Under the scheme, borrowers could pay back their
foreign-currency mortgage in full and at a discounted exchange rate
favorable for them. Banks were to book the arising losses.
GVH fined 11 Hungarian banks a total of 9.49 billion forints
($43.1 million), with the largest amount--HUF3.92 billion--being
levied on the country's biggest lender OTP Bank Nyrt. (OTP.BU). OTP
said the fine is unfounded and will take legal action.

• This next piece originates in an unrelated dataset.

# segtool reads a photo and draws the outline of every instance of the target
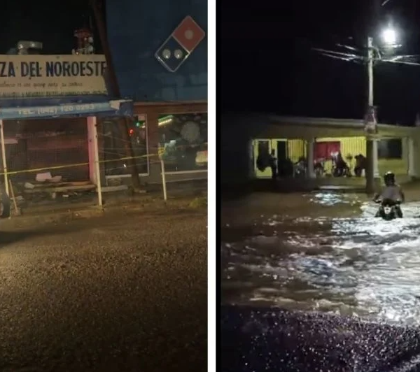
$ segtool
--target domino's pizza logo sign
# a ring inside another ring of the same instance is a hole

The local units of Austria's Erste Group Bank AG (EBS.VI),
Belgium's KBC Bank (KBC.BT) and Italy's Intesa Sanpaolo SpA
(ISP.MI) were fined HUF1.73 billion, HUF983.3 million and HUF835.4
million, respectively. Erste Bank said "its strategy related to
final loan repayments was not aligned with other banks, no business
secrets were shared and no overall plan was agreed with other
banks."
It fined MKB Bank Zrt.--the Hungarian unit of Germany's
Bayerische Landesbank AG--HUF783 million. Budapest Bank Zrt., a
unit of U.S. banking group GE Money Bank, was fined HUF283.5
million and Raiffeisen Bank Zrt., an arm of Raiffeisen
International AG (RBI.VI) of Austria, was hit with a HUF583.6
million charge. The local arm of UniCredit SpA (UCG.MI) was fined
HUF306.3 million.
Citibank Zrt., a unit of Citigroup (C) and partly state-owned
savings cooperative Magyar Takarekszovetkezeti Bank Zrt. and UCB
Ingatlanhitel Zrt. were also fined.
Foreign-currency mortgages were popular in Hungary before the
debt crisis, when they were cheaper than borrowing in the local
currency. The government has been trying to establish schemes to
lower those borrowers' burdens since their debt payments have
sometimes doubled due to the weakening of the forint.